Date arithmetic with timedelta in Pandas - Time & Space Complexity
We want to understand how the time it takes to do date calculations changes as we work with more dates.
Specifically, how does adding or subtracting time from many dates affect the work done?
Analyze the time complexity of the following code snippet.
import pandas as pd
from datetime import timedelta
dates = pd.date_range('2023-01-01', periods=1000)
delta = timedelta(days=5)
new_dates = dates + delta
This code creates 1000 dates and adds 5 days to each date.
Identify the loops, recursion, array traversals that repeat.
- Primary operation: Adding a fixed time difference to each date in the list.
- How many times: Once for each date, so 1000 times in this example.
When we add a time difference to each date, the work grows as we have more dates.
| Input Size (n) | Approx. Operations |
|---|---|
| 10 | 10 additions |
| 100 | 100 additions |
| 1000 | 1000 additions |
Pattern observation: The work grows directly with the number of dates. Double the dates, double the work.
Time Complexity: O(n)
This means the time to add a timedelta grows in a straight line with the number of dates.
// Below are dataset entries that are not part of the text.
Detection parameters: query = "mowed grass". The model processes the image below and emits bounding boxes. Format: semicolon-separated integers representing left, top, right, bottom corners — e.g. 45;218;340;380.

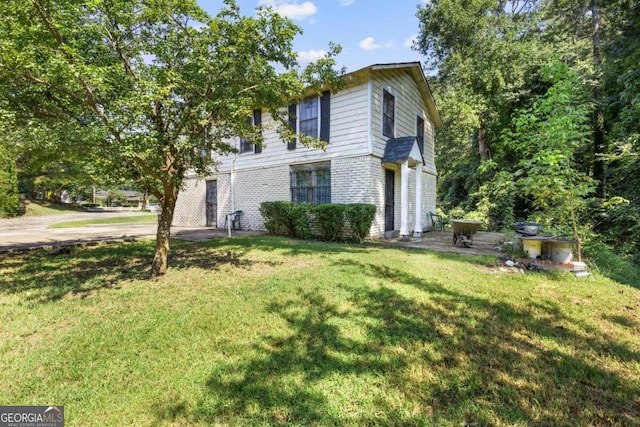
47;214;158;229
0;236;638;426
20;199;86;217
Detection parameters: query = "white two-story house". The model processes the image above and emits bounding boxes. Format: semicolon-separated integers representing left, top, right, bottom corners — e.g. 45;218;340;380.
173;62;442;240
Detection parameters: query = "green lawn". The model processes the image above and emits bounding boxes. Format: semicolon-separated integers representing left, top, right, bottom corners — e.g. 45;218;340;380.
1;236;638;426
20;199;86;216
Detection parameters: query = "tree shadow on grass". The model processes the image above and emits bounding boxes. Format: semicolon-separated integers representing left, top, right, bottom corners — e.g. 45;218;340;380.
186;257;640;426
0;240;266;303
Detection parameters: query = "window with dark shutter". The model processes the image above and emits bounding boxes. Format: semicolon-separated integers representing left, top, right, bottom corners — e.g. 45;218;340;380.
253;109;262;153
417;115;425;154
320;91;330;142
240;110;263;154
240;116;254;153
288;104;297;149
299;96;318;138
383;90;395;138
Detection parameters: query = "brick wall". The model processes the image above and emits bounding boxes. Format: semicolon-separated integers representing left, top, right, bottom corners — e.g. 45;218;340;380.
223;165;290;230
173;177;207;227
175;155;437;236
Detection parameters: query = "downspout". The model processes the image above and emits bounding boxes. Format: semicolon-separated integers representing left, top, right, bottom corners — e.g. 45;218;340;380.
367;78;374;155
229;153;237;237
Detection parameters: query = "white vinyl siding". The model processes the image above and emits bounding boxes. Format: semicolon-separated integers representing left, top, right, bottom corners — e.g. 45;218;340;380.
213;84;370;172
[X] Wrong: "Adding a timedelta to a list of dates happens instantly regardless of list size."
[OK] Correct: Each date must be updated one by one, so more dates mean more work and more time.
Understanding how operations scale with data size helps you write efficient code and explain your choices clearly.
"What if we added a different timedelta to each date instead of the same one? How would the time complexity change?"